The introduction of any invasive procedure in the home environment has the potential of intensifying family members concerns. Again, the instance of the simple use of patient-controlled analgesia provides experience with this concern. Home care or hospice providers have frequently observed patients in severe pain from advanced disease despite the availability of high doses of strong opioids in the home. When questioned, family caregivers report reluctance to increase doses or to administer bolus doses because of the intense burden of such decisions or the hesitancy to be aggressive in relieving pain in fear of causing harm to the patient. Family caregivers have also been found to be particularly hesitant to administer analgesics when patients become less responsive or there is a decrease in their respiratory rate or blood pressure.
These findings remind us of the importance of reinforcing previous pain education as the patients status becomes more advanced and of addressing new concerns associated with terminal illness. In previous studies at the City of Hope, investigators found that pain was the metaphor for death for family members who often see increased pain as a sign of imminent death. Families often have a tendency to deny the reality of increased pain in order to avoid the reality that the patient may soon die.
Advances in pain management, particularly those useful in end-of-life disease, are welcome. However, successful implementation of any pain technology will occur as research from well-designed clinical trials is translated into actual use by patients and family caregivers at home. Recognition that pain management rests in the hands of patients and their family caregivers and that such care is contingent upon adequate knowledge and beliefs is the first step toward successful use of these treatments. Health policy and reimbursement considerations are essential amidst an increasingly burdened health care system in which all costs must be considered and benefit must be demonstrated to justify the increased costs of health care.

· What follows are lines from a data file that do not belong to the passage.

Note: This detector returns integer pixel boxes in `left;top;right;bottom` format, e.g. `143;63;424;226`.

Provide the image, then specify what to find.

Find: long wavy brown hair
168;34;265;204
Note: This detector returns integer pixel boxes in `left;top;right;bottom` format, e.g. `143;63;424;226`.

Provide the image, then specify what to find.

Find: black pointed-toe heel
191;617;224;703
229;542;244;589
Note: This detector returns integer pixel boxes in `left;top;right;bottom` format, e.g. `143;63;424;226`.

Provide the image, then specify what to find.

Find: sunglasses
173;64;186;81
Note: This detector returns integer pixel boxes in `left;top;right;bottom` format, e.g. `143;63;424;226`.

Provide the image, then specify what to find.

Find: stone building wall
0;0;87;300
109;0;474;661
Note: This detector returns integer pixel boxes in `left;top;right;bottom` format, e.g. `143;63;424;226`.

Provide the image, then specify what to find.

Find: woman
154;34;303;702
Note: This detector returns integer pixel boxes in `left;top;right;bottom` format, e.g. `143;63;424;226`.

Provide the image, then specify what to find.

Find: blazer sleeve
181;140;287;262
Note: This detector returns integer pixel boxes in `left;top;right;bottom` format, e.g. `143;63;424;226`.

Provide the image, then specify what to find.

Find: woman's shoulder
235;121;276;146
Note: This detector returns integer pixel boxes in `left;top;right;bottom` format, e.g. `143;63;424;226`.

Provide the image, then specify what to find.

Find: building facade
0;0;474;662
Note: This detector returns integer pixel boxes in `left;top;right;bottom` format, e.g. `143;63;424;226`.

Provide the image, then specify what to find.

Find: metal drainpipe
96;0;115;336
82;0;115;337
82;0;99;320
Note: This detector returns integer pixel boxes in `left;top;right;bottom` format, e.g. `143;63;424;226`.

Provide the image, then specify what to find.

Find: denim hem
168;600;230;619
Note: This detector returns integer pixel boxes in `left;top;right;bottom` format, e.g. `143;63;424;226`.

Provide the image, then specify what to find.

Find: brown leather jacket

Finally, the effective use of any analgesic must recognize the unique aspects of pain management as a component of cancer care. Managing pain is unlike any other aspect of cancer care as it inherently brings to play issues of ultimate comfort, quality of life, and the ever-present possibility of death. Decision-making and the ultimate burden of care for family caregivers are very real issues and integral to successful use of pain relief modalities. Each of these concerns and burdens, however, are also balanced by a recognition that effective pain relief for patients at home, supported by health care providers, can result in improved comfort and quality of life for both the patient and the family caregiver.